Intracellular Transport and Immunity, Immunité et Cancer, Institut Curie - Inserm U932 Paris, France.
Front Microbiol. 2014 Jun 25;5:312. doi: 10.3389/fmicb.2014.00312. eCollection 2014.
HIV-1 is an RNA enveloped virus that preferentially infects CD4(+) T lymphocytes and also macrophages. In CD4(+) T cells, HIV-1 mainly buds from the host cell plasma membrane. The viral Gag polyprotein targets the plasma membrane and is the orchestrator of the HIV assembly as its expression is sufficient to promote the formation of virus-like particles carrying a lipidic envelope derived from the host cell membrane. Certain lipids are enriched in the viral membrane and are thought to play a key role in the assembly process and the envelop composition. A large body of work performed on infected CD4(+) T cells has provided important knowledge about the assembly process and the membrane virus lipid composition. While HIV assembly and budding in macrophages is thought to follow the same general Gag-driven mechanism as in T-lymphocytes, the HIV cycle in macrophage exhibits specific features. In these cells, new virions bud from the limiting membrane of seemingly intracellular compartments, where they accumulate while remaining infectious. These structures are now often referred to as Virus Containing Compartments (VCCs). Recent studies suggest that VCCs represent intracellularly sequestered regions of the plasma membrane, but their precise nature remains elusive. The proteomic and lipidomic characterization of virions produced by T cells or macrophages has highlighted the similarity between their composition and that of the plasma membrane of producer cells, as well as their enrichment in acidic lipids, some components of raft lipids and in tetraspanin-enriched microdomains.

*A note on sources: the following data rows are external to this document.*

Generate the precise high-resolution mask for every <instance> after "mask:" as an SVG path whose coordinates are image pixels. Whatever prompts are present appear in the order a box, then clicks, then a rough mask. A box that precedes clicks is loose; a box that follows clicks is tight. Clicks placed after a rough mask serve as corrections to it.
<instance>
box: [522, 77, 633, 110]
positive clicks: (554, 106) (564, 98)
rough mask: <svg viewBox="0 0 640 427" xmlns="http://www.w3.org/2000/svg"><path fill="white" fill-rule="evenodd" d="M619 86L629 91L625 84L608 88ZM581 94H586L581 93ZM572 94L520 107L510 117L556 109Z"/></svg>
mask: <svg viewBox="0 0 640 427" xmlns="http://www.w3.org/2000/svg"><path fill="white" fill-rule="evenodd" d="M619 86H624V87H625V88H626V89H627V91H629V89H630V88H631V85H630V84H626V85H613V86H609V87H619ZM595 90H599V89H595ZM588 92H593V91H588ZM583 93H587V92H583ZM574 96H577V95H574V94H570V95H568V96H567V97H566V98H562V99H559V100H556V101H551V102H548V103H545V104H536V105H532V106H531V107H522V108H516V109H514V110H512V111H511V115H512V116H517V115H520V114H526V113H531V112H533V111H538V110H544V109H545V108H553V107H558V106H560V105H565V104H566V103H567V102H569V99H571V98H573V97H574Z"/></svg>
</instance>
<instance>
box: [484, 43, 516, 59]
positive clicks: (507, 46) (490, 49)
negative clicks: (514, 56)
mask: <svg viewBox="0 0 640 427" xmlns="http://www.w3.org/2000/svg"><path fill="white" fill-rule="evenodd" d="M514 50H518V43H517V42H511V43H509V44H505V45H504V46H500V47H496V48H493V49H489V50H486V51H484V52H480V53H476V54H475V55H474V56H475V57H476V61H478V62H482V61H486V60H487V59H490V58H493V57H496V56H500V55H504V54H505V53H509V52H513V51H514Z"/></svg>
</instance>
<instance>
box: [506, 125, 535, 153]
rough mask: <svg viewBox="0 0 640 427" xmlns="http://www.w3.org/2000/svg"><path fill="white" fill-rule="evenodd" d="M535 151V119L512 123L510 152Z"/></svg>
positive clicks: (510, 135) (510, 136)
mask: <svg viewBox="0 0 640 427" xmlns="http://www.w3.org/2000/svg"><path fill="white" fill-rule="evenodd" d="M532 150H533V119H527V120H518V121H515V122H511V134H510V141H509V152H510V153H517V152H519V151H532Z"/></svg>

It is likely that Gag promotes the coalescence of these components into an assembly platform from which viral budding takes place. How Gag exactly interacts with membrane lipids and what are the mechanisms involved in the interaction between the different membrane nanodomains within the assembly platform remains unclear. Here we review recent literature regarding the role of Gag and lipids on HIV-1 assembly in CD4(+) T cells and macrophages.
HIV-1 是一种 RNA 包膜病毒,它优先感染 CD4(+)T 淋巴细胞,也感染巨噬细胞。在 CD4(+)T 细胞中,HIV-1 主要从宿主细胞膜芽生。病毒 Gag 多聚蛋白靶向质膜,是 HIV 组装的协调者,因为其表达足以促进携带源自宿主细胞膜的脂性包膜的病毒样颗粒的形成。某些脂质在病毒膜中富集,被认为在组装过程和包膜组成中发挥关键作用。大量在感染的 CD4(+)T 细胞上进行的工作为组装过程和膜病毒脂质组成提供了重要的知识。虽然人们认为 HIV 在巨噬细胞中的组装和出芽遵循与 T 淋巴细胞相同的一般 Gag 驱动机制,但巨噬细胞中的 HIV 周期具有特定的特征。在这些细胞中,新的病毒从似乎是细胞内隔室的限制膜出芽,在那里它们积累而保持感染性。这些结构现在通常被称为含有病毒的隔室(VCC)。最近的研究表明,VCC 代表细胞内隔离的质膜区域,但它们的确切性质仍不清楚。用 T 细胞或巨噬细胞产生的病毒进行的蛋白质组学和脂质组学分析突出了它们的组成与产生细胞的质膜之间的相似性,以及它们在酸性脂质、一些筏脂质成分和富含四跨膜蛋白的微区的富集。很可能 Gag 促进了这些成分凝聚成一个组装平台,病毒从该平台出芽。Gag 如何确切地与膜脂质相互作用以及不同膜纳米域之间的相互作用机制仍不清楚。本文综述了关于 Gag 和脂质在 CD4(+)T 细胞和巨噬细胞中 HIV-1 组装中的作用的最新文献。